Die Regisseure Peter Sehr und Marie Noëlle legen den Schwerpunkt ihres Mammutprojekts auf Ludwigs frühe Regierungszeit und machen am Ende einen Sprung ins Todesjahr des gealterten, vereinsamten und immer wunderlicher gewordenen Monarchen (nun gespielt von Sebastian Schipper). Sie ästhetisieren nicht Ludwigs Einsamkeit, wie es etwa Luchino Visconti in seiner kunstvollen, aber mehr subjektiven Interpretation aus dem Jahr 1972 tat.
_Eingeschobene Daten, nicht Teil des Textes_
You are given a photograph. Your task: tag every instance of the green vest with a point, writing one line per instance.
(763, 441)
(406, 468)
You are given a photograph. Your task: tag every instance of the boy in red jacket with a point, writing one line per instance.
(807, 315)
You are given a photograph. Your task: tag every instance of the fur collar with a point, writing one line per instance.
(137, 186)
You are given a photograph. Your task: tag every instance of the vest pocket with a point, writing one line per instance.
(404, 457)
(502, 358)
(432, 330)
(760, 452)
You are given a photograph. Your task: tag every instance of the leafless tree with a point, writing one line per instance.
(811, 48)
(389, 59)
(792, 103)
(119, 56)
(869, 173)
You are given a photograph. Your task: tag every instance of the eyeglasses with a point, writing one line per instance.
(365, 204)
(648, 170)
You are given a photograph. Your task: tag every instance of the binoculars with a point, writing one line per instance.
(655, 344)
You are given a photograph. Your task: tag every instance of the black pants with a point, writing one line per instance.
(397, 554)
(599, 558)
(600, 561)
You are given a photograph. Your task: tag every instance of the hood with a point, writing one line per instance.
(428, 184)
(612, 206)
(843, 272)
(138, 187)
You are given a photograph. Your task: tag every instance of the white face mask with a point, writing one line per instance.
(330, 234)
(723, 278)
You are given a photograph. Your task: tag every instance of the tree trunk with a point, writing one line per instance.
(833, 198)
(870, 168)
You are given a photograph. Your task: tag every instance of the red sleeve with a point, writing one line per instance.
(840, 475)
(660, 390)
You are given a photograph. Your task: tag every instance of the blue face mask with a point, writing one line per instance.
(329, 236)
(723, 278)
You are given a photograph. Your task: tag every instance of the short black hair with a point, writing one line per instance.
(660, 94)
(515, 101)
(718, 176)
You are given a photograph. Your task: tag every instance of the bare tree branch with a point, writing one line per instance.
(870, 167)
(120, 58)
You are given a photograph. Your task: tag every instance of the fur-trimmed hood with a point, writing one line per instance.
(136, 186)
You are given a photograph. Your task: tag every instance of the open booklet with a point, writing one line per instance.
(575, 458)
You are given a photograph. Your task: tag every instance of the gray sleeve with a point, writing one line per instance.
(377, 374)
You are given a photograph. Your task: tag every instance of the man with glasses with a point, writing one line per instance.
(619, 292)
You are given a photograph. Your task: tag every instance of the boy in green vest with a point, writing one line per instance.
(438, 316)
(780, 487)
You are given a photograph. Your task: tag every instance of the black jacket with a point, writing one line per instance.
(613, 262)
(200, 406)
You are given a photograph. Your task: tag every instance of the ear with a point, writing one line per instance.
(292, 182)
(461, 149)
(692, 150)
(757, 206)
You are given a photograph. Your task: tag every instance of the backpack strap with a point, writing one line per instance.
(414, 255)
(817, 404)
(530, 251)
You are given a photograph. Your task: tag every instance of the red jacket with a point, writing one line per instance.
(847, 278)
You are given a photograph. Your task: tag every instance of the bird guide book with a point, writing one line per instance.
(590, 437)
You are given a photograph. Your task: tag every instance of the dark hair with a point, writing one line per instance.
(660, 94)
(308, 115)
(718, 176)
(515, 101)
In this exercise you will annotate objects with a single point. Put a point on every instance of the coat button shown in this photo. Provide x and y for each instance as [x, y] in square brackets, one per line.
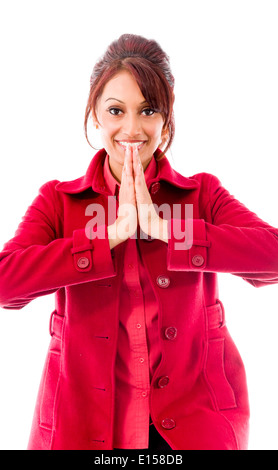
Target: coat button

Sie halten sich an das, was wissenschaftlich dokumentiert ist, etwa in Bezug auf Ludwigs homosexuelle Neigungen. Die Neuverfilmung geht davon aus, dass sich der König nach einem Kuss mit seinem Stallmeister Richard Hornig (Friedrich Mücke) jede weitere Berührung versagte. Und dass er Prinzessin Sophie (Paula Beer) nur deshalb nicht heiratete, weil er einsehen musste, dass seine Gefühle für sie über das Freundschaftliche nicht hinausgingen.
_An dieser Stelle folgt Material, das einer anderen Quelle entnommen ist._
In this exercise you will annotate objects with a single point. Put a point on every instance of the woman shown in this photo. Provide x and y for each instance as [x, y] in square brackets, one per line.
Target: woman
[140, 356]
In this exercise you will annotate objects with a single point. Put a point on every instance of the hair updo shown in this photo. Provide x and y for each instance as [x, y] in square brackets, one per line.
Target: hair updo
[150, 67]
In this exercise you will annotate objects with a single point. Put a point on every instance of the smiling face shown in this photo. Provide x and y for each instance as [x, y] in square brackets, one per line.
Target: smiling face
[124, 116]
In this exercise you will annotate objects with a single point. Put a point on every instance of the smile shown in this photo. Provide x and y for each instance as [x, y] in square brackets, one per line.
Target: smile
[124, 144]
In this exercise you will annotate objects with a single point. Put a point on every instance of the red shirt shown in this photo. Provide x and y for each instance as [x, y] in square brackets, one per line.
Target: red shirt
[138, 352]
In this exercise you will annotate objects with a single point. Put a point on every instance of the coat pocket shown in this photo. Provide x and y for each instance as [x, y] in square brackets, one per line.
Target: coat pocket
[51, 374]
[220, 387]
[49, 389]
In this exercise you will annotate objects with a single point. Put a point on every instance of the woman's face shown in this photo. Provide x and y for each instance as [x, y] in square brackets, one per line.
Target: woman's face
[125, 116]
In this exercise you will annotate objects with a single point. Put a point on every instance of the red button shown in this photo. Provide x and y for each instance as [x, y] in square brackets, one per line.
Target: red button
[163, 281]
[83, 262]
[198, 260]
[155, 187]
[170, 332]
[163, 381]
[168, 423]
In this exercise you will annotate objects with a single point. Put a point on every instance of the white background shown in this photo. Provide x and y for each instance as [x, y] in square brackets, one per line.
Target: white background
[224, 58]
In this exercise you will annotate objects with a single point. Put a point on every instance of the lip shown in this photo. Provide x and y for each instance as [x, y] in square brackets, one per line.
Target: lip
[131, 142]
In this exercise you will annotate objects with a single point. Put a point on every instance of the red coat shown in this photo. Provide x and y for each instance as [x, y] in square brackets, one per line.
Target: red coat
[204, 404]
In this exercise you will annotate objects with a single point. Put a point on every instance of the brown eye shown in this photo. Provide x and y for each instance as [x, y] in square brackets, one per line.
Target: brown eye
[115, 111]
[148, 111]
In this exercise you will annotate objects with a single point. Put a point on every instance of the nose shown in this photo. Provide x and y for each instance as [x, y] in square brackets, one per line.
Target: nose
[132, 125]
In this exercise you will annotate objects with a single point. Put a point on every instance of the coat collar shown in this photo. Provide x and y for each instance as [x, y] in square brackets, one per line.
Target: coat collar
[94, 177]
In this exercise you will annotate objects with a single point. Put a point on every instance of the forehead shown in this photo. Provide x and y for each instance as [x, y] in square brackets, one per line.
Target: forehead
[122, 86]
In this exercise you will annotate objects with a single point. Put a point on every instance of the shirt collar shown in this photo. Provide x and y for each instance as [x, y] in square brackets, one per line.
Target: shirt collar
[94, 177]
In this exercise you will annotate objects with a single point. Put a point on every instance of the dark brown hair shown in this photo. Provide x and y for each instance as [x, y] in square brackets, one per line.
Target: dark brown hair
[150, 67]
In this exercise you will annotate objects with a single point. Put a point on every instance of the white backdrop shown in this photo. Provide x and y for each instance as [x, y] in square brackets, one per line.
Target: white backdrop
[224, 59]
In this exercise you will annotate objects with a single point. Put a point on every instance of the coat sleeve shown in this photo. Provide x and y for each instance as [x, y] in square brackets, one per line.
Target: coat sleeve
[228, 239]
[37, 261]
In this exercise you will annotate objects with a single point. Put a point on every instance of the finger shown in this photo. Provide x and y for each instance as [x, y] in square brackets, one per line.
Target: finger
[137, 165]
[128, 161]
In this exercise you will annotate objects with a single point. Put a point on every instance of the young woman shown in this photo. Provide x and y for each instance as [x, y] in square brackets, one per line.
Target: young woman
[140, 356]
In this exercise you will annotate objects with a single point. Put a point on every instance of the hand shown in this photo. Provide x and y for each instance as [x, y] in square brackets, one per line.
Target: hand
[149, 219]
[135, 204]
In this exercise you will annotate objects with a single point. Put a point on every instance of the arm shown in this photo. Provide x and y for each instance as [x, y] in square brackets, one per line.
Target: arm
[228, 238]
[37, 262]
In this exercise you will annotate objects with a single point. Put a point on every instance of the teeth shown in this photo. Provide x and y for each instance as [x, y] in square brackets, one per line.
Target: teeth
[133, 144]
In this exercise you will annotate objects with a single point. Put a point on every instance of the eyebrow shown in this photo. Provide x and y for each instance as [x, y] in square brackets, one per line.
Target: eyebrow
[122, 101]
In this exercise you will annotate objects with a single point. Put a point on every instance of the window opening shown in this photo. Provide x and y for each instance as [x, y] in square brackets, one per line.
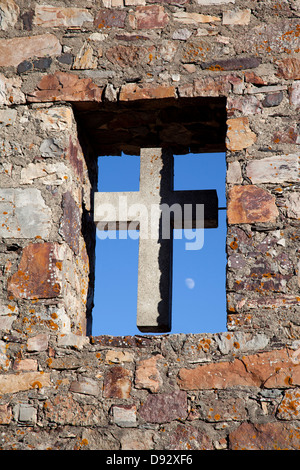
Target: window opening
[198, 292]
[199, 276]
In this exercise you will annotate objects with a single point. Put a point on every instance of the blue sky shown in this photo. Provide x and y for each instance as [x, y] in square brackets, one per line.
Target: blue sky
[199, 302]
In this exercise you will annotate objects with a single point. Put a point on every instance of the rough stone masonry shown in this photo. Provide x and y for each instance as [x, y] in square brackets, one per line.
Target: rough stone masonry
[83, 77]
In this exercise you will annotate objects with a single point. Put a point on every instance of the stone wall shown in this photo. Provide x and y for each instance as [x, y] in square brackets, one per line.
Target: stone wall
[62, 62]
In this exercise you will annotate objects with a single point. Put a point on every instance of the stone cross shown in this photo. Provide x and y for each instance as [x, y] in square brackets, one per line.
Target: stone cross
[155, 209]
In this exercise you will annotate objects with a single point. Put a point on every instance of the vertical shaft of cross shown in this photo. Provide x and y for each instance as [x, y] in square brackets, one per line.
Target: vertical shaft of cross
[155, 253]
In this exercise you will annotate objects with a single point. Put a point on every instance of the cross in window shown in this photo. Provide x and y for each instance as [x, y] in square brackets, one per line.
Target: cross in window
[155, 210]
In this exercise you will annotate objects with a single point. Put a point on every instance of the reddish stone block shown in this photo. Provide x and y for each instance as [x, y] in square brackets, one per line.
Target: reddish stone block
[294, 93]
[16, 50]
[129, 56]
[274, 369]
[75, 156]
[63, 86]
[70, 225]
[266, 436]
[110, 19]
[250, 204]
[165, 407]
[289, 407]
[187, 437]
[220, 85]
[38, 276]
[279, 37]
[5, 414]
[237, 63]
[132, 91]
[216, 376]
[147, 374]
[65, 410]
[117, 383]
[151, 16]
[239, 134]
[289, 68]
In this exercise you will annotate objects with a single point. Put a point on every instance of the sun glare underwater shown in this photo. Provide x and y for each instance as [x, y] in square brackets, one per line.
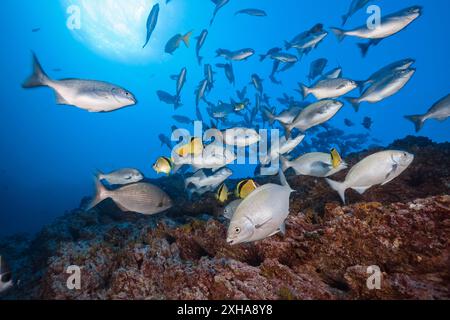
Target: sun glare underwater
[94, 89]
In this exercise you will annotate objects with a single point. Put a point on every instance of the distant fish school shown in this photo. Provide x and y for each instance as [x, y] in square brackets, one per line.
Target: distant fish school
[251, 209]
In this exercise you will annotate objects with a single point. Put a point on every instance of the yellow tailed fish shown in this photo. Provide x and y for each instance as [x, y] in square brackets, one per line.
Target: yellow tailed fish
[163, 165]
[336, 159]
[245, 187]
[194, 147]
[222, 193]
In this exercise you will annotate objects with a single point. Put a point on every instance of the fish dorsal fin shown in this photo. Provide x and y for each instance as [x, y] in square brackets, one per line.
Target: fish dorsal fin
[361, 190]
[60, 99]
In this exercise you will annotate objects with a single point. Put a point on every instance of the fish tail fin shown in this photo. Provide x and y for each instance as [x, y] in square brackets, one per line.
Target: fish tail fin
[39, 78]
[287, 45]
[364, 47]
[285, 163]
[304, 90]
[344, 19]
[361, 85]
[355, 102]
[287, 129]
[339, 33]
[101, 194]
[187, 38]
[339, 187]
[284, 181]
[417, 120]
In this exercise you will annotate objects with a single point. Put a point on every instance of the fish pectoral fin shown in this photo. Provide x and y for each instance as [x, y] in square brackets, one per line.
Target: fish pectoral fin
[259, 226]
[60, 99]
[361, 190]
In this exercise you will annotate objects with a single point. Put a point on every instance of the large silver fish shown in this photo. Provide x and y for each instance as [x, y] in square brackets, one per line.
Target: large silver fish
[315, 164]
[377, 169]
[122, 176]
[329, 88]
[384, 88]
[386, 71]
[389, 26]
[151, 22]
[259, 216]
[439, 111]
[90, 95]
[140, 197]
[314, 115]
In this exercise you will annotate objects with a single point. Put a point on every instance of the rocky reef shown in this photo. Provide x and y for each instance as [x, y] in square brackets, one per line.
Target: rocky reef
[402, 228]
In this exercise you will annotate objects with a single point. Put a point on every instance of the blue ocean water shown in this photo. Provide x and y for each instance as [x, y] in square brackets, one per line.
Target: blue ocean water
[49, 152]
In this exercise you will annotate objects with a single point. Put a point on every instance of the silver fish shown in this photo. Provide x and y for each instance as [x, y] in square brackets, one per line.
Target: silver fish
[229, 73]
[355, 6]
[6, 281]
[329, 88]
[238, 55]
[389, 26]
[200, 42]
[439, 111]
[257, 83]
[121, 177]
[90, 95]
[200, 92]
[384, 88]
[174, 42]
[314, 115]
[259, 216]
[230, 209]
[180, 79]
[241, 137]
[219, 5]
[377, 169]
[152, 22]
[201, 180]
[385, 71]
[140, 197]
[169, 99]
[315, 164]
[252, 12]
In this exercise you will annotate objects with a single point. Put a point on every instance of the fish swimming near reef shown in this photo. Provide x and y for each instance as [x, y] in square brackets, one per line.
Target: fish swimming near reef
[377, 169]
[90, 95]
[121, 177]
[230, 209]
[258, 216]
[314, 115]
[314, 164]
[143, 198]
[329, 88]
[439, 111]
[174, 43]
[384, 88]
[389, 25]
[152, 21]
[163, 165]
In seiner prächtigen Ausstattung pendelt Ludwig II. zwischen Drama und Historie, zwischen schwärmerischen Einblicken in Ludwigs Fantasiewelt und Szenen, die mehr der historischen Wahrheit geschuldet sind. Dabei gelingen wunderbar intensive Kabinettstücke, etwa wenn der junge Ludwig sich auf seine Thronrede vorbereitet, ganz für sich allein, und dabei alle Widersprüche seines Charakters in symbolstarken Gesten offenbart. Spätestens hier zeigt sich, welchen Glücksgriff die Regisseure taten, als sie ihren Ludwig mit dem Theaterschauspieler Sabin Tambrea in seiner ersten Kino-Hauptrolle besetzten.

Zwischendurch allerdings zeigt das deutsche Starensemble auch Schwächen, gerade in den Szenen mit Hofstaat und Regierung, wo auch die Nebenrollen mit bekannten Namen besetzt sind. Da wirkt es manchmal, als seien vielbeschäftigte Mimen wie Uwe Ochsenknecht oder Katharina Thalbach mal kurz an den Set eingeflogen worden, um ein paar uninspirierte Sätze loszuwerden und gleich wieder abzureisen.

Insgesamt aber war 40 Jahre nach Viscontis Bilderrausch die Zeit reif für einen weniger stilisierenden Blick auf den Märchenkönig. Dessen Schicksal erscheint dadurch erstaunlich modern und nachvollziehbar, auch wenn nicht alle Mythen entzaubert werden. Zu Recht hält sich Ludwig II. an den mehrfach zitierten Ausspruch des Schlösserkönigs: „Majestät soll ein ewig Rätsel bleiben“.

Ludwig II.

Geigen gegen Gewehre: Mit Orchestern wollte Bayernkönig Ludwig II feindlichen Truppen entgegenziehen – eine utopische, trotz ihrer Überspitzung ernst gemeinte Idee. Wie kaum ein anderer Monarch hat der kunst- und friedensverliebte „Kini“ sein Volk verwirrt, zugleich aber auch begeistert. Sein Mythos überstrahlt schon lange das persönliche Schicksal eines Menschen, der vielleicht lieber Opernregisseur als Politiker geworden wäre.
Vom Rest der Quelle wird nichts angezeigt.